Despite his injuries Orlo bounced on his heels, almost laughing at himself for his sheer excitement to return back to a room he used to simply _exist_ in. He loved it now. The space where he had met you for the first time, fallen in love, imagined a future and a family, imagined a _happy ending_. He had made space for you, your clothes hung beside his, the bed moved away from the wall to allow him to sneak in beside you at night. After the longest meetings, after banquets which ran late into the night, you would always be there waiting for him.

His room had the same furniture, its same paintings and dingy lighting, and yet it felt brand new. Like a home. He longed to return to it when he was gone, no longer stopping to read in the dusty library or in corners of the garden.

No. You had changed his priorities. 

The space had been disrupted earlier that day, furniture carefully moved so that he could create a hiding space for you behind the tall shelves. It was well hidden, and he felt confident you would be safe there, protected from the atrocities of the coup. You had trusted him unquestioningly, and he could not wait to give you the all clear, and let you free to be held warm in his arms once again.

There was some blood outside the door, no doubt from the guards who had been stationed to watched the room, a small part of the river which had been spilled today. The idea of a bloodless coup felt even more laughable than it had all those months ago, when he first got wrapped up with Catherine, but it would be worth it.

For Leo’s sake, the fallen soldiers, the pounding in his head… all that pain had to be worth it.

He paid the crimson-red stain little mind as he passed it, as if it were merely spilled from a glass of fine red wine on a rowdy night. The lure of his chambers was too much, the woman hidden inside, the safety he was approaching.

Only when Orlo’s hand turned the door handle, finding it sticky with blood, did he realise something might be wrong.

He was a clever man in very few ways, Orlo supposed, but the Emperor was a verifiable genius when it came to hurting him.

The satin red of his sheets had been chosen by you, as Orlo finally replaced them. Ten years at the palace had left his previous bedcovers in a poor state, but the initiative to invest in a more comfortable set of sheets had only come when you mentioned their discomfort just weeks into sharing a room.

The colour disguised the blood which seeped across the bed now, blending with the expensive imported fabric, dripping onto the ground. Orlo stared around in horror.

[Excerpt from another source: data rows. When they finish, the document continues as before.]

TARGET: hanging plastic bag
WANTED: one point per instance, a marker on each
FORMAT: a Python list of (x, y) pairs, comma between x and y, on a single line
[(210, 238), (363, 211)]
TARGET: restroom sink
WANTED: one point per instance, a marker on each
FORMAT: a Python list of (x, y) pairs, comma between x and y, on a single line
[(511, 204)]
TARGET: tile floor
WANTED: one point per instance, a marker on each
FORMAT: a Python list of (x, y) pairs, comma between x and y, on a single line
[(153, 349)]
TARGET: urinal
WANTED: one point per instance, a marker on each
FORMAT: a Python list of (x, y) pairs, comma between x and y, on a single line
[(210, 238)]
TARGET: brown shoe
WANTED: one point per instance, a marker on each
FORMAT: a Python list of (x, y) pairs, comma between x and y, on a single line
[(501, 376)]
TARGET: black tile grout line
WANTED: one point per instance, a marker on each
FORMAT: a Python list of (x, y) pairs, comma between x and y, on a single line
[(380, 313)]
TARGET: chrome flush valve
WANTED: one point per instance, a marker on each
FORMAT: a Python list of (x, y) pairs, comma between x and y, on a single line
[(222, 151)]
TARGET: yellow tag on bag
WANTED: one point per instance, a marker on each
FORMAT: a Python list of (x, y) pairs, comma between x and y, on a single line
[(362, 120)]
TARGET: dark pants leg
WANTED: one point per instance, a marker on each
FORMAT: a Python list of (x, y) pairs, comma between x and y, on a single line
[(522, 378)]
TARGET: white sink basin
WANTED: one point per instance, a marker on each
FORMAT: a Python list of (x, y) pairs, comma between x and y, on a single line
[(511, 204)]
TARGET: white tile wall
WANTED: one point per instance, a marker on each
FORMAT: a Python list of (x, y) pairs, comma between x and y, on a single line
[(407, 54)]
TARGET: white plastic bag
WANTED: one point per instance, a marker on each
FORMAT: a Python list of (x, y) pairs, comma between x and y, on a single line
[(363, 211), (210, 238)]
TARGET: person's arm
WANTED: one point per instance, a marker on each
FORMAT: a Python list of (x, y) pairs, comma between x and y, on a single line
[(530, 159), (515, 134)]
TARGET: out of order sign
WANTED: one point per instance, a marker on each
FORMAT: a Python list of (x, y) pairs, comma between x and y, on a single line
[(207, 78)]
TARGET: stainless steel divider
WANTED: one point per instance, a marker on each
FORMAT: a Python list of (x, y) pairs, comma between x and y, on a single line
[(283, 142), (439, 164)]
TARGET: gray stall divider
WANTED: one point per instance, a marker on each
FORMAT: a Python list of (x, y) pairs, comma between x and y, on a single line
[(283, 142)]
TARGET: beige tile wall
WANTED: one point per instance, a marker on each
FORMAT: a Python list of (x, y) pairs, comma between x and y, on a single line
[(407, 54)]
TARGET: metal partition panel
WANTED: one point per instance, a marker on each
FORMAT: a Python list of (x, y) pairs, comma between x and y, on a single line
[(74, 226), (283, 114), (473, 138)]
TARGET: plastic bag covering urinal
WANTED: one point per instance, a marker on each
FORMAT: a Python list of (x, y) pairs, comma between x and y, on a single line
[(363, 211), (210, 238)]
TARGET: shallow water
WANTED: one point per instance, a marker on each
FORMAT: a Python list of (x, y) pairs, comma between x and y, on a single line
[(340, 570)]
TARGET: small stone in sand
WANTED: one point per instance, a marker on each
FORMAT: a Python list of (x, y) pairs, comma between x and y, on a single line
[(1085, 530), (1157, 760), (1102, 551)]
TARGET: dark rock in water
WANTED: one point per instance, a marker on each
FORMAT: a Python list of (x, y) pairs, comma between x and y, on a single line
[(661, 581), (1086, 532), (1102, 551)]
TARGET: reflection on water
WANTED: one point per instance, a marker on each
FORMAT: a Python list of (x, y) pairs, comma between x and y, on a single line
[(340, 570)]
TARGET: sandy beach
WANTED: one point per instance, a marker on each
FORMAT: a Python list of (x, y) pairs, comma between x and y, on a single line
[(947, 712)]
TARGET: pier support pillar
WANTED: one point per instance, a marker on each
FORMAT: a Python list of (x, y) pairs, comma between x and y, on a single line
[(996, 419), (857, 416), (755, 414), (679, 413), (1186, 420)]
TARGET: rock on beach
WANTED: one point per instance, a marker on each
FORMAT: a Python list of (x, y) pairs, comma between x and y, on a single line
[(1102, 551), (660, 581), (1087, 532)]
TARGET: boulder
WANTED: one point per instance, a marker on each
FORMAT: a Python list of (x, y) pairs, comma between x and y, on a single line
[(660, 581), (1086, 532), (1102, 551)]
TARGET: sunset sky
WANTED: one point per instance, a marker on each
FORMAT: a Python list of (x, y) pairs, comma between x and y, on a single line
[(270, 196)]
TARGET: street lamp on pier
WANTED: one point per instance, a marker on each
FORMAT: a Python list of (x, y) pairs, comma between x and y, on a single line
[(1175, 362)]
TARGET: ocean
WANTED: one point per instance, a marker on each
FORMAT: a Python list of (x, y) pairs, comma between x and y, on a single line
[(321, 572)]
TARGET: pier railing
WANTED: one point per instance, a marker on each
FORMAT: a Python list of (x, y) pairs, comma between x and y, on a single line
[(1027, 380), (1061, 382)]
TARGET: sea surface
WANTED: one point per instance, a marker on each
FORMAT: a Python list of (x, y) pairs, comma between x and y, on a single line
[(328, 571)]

The bookshelves were toppled, the expensive mahogany cracked by the force it had been ripped down with. He ducked to avoid the fallen shelves, rushing to see the room in its entirety, feeling his heart cut apart with every step.

On the bed lay a body. Your body, neck slit open viciously with a surgeon’s precision, pale dress seeped through with blood. Orlo dropped to his knees. 

A single, fresh welt was carved into your right cheek.


End file.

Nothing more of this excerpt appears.